Neither is the 'Signature' idea new for the company but anyway here we have new versions of two models from the nine-strong 700 S2 range launched back in 2017, which have been, we are told, 'crafted, honed and perfected' to create this new Signature duo.
Carbon Coating
So what's actually new here? Well, the standout feature is that wood veneer, which is unarguably luxurious. The standard 702 S2 model is available in gloss black, rosenut and satin white while these Signatures are clad in Datuk Gloss ebony-coloured veneer, sourced from specialist Italian wood processing company Alpi. The latter's sustainably sourced products are more commonly found in the decor of upscale apartments, and luxury yachts from the likes of Beneteau, Feretti and Riva.
Closely pair-matched, but with a grain pattern unique to each set of Signatures, the veneers from this 101-year-old Italian company are topped off with nine layers of finish – primer, base and lacquer – by B&W, giving them their deep gloss looks. No alternative finishes are available.

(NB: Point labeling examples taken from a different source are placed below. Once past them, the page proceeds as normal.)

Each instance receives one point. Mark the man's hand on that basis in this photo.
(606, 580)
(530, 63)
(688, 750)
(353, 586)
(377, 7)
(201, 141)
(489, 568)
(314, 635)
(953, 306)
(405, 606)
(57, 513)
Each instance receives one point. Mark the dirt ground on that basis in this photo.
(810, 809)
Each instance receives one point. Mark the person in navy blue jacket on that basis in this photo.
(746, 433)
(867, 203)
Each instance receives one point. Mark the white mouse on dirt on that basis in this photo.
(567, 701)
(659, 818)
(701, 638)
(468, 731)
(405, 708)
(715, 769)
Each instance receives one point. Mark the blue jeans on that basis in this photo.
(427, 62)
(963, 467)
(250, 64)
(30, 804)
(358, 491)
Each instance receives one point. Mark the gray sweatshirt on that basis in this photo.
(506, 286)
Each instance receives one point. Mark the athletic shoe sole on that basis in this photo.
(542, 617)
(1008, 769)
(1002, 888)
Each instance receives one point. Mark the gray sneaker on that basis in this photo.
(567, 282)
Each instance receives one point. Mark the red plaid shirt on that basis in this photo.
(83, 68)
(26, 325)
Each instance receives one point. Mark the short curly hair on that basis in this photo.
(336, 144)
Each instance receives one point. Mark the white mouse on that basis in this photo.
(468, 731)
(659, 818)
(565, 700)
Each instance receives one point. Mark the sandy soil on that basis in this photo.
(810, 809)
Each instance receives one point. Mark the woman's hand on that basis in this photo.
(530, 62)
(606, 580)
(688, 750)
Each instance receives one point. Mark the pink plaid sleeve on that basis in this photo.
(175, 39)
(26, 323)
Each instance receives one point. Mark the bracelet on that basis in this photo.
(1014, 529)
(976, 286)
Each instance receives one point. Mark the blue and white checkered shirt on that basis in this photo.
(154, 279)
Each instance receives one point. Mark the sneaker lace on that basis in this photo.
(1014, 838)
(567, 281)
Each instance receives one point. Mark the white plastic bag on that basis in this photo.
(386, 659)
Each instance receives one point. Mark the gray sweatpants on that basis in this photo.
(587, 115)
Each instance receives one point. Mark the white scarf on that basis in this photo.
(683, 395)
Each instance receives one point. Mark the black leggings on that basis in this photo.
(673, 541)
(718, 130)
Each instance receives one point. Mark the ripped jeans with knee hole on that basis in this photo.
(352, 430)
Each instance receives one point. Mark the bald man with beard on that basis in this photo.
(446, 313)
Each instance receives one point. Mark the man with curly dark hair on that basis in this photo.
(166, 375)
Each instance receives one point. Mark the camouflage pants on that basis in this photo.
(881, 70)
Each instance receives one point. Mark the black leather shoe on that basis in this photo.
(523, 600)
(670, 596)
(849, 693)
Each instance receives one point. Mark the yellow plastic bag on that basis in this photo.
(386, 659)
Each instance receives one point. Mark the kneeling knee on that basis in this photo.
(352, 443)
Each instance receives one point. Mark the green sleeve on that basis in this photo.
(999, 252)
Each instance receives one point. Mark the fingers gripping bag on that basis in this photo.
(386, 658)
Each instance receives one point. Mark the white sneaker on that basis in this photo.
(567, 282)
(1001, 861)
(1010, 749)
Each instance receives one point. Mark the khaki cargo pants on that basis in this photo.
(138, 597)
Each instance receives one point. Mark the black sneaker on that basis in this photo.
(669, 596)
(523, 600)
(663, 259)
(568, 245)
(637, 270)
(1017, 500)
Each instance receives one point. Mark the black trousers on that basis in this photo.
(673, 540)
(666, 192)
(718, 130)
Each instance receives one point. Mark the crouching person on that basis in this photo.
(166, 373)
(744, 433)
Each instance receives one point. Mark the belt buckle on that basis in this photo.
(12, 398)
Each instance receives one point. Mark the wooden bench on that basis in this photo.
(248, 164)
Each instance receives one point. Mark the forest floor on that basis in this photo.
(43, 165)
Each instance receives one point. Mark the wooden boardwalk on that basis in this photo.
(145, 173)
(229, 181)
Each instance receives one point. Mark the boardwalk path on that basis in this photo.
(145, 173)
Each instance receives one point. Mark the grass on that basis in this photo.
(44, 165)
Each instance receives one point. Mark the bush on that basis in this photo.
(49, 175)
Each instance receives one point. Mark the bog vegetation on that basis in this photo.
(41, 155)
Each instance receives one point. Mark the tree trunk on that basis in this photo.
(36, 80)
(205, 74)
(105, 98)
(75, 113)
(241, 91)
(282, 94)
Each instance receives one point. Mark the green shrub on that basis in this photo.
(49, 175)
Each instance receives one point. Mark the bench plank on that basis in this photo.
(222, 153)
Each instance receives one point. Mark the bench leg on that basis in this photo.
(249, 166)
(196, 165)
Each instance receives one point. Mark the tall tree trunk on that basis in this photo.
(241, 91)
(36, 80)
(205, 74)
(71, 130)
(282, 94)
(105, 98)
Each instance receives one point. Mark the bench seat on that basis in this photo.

The driver lineup will be familiar to anyone who's kept up to speed with the current generations of B&W speakers, starting with the 25mm 'Carbon Dome' tweeter, which actually uses a 30 micron aluminium dome stiffened with a coating of carbon applied by physical vapour deposition, and then further reinforced with a 300 micron-thick ring of carbon bonded to its inner surface. All this pushes the first break-up point of the driver out to around 47kHz.
Splendid Isolation
The tweeter is mounted in that 'solid body tweeter-on-top' housing, milled from a single chunk of aluminium and mounted compliantly to the top of the main cabinet. This assembly, weighing over 1kg, both isolates the tweeter from the effects of the larger drivers below and acts as a heatsink for the tweeter motor. The midrange is a 165mm Continuum driver, of a kind first seen in the 800 series Diamond range as a replacement for the company's famous yellow Kevlar cones. Its woven composite cone is of in-house design and its chassis engineered for maximum stiffness. It uses B&W's FST 'surroundless' design and utilises tuned mass damping to tackle resonances.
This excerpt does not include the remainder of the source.